8. **Per-exit container logs**.
   v1 wrote timestamped per-exit log files with full I/O + mounts + stderr. v2 only has logger.debug. Zero-cost on success, high-value on crash. Restore at least for non-zero exit.

9. **Explicit container kill on stale detection**.
   v2's sweep marks messages for retry but doesn't stop the stale container. Only `cleanupOrphans()` at startup removes them. Add `stopContainer()` when heartbeat stale AND processing stuck.

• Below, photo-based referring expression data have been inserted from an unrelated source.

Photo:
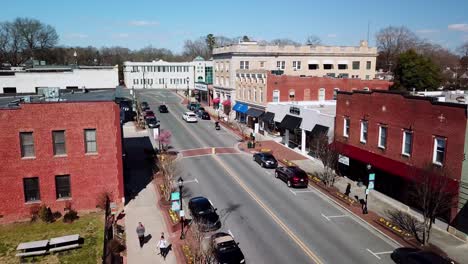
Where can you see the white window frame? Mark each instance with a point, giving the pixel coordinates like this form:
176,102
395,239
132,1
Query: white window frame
278,97
434,153
381,128
403,144
346,125
364,124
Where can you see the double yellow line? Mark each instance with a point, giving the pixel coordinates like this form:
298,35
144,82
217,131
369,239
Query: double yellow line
286,229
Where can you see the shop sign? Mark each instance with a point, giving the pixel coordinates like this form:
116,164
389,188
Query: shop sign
201,87
343,160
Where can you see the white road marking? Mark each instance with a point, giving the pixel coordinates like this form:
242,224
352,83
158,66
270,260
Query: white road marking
333,216
376,254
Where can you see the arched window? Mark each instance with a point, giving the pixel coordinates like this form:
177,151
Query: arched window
321,94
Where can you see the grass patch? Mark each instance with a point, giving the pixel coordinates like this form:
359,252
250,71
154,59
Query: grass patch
88,226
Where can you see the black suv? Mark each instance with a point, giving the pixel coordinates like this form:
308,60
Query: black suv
163,109
204,214
266,160
225,249
293,176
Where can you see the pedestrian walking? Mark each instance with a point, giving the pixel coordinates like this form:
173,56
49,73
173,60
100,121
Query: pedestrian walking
162,244
141,234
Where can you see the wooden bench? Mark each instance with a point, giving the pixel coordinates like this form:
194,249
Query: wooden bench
33,248
64,243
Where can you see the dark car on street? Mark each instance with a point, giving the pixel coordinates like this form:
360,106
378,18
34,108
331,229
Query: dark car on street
163,109
144,106
204,213
293,176
152,122
266,160
417,256
205,116
147,114
226,249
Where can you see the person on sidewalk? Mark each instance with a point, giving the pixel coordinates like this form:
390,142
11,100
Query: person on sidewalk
141,234
162,244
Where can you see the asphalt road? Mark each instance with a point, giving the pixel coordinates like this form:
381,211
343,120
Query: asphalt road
272,223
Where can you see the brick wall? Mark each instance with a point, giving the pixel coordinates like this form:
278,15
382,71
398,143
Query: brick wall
398,113
307,88
90,174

10. **Host-level retry with backoff on agent error**.
    v1 had MAX_RETRIES=5 + exp. backoff on `processGroupMessages` failure. v2 only retries on stale-heartbeat. Explicit agent-error retry could close the gap.

### LOW priority
11. **Process ID in logger output** — lost multi-process debugging info
12. **Task dedup via unique `(kind, series_id)` index** — v2 can have two pending rows with same series; best-effort via atomic status update
13. **Silent-drop mode for noisy senders** — v1's `mode:'drop'` had a use case; orthogonal to privilege
14. **Remote control** — decide: restore as opt-in skill or document as removed
15. **Dead config constants** (`POLL_INTERVAL`, `SCHEDULER_POLL_INTERVAL`, `IPC_POLL_INTERVAL`) — delete from `src/config.ts`
16. **Configurable retention thresholds** (`STALE_THRESHOLD_MS`, `MAX_TRIES`) — move from constants to `config.ts`
17. **Dynamic group-add** (IPC watcher equivalent) — probably not worth; document that restart is required

## Things kept as test-only regression risk
The orphan `src/v1/formatting.test.ts` asserted behaviors that aren't fully exercised in v2:
- **Timezone-aware formatted timestamps** — v1 emitted locale strings ("Jan 1, 2024, 1:30 PM"); v2 emits UTC HH:MM
- **`<context timezone="..."/>` header** — gone
- **`reply_to="<id>"` attribute** — v2 only stores sender name + truncated preview
- **Trigger-pattern unit tests** — no direct equivalent (logic moved to DB but isn't tested at the router level)
- **Internal tag stripping** tests — no isolated tests in agent-runner

These are specs worth porting to v2 tests once trigger matching is implemented.

## Files entirely gone in v2
- `src/v1/ipc.ts` + `src/v1/ipc-auth.test.ts` — IPC is dead
- `container/.../v1/ipc-mcp-stdio.ts` — MCP-over-stdio bridge dead
- `src/v1/group-queue.ts` — serialization via DB
- `src/v1/session-cleanup.ts` — merged into `host-sweep.ts`
- `src/v1/task-scheduler.ts` — merged into `host-sweep.ts` + system actions in `delivery.ts`
- `src/v1/remote-control.ts` — feature removed
- `src/v1/sender-allowlist.ts` — entity model supersedes

## Net architectural assessment
v2 is strictly simpler, more consistent, and more robust in its happy path. The remaining TODOs (trigger matching, response_scope, request_approval) reflect scaffolding that was checked in ahead of the feature — none are deep design issues. The one actual regression is `nonMainReadOnly` mount isolation; it was a defense-in-depth feature and deserves to come back. The removal of per-exit container logs and streaming output markers are judgment calls that traded observability for simplicity — both can be restored cheaply if needed.

No file in v1 contains a behavior that v2 is architecturally unable to express. The outstanding work is feature-completion, not architecture.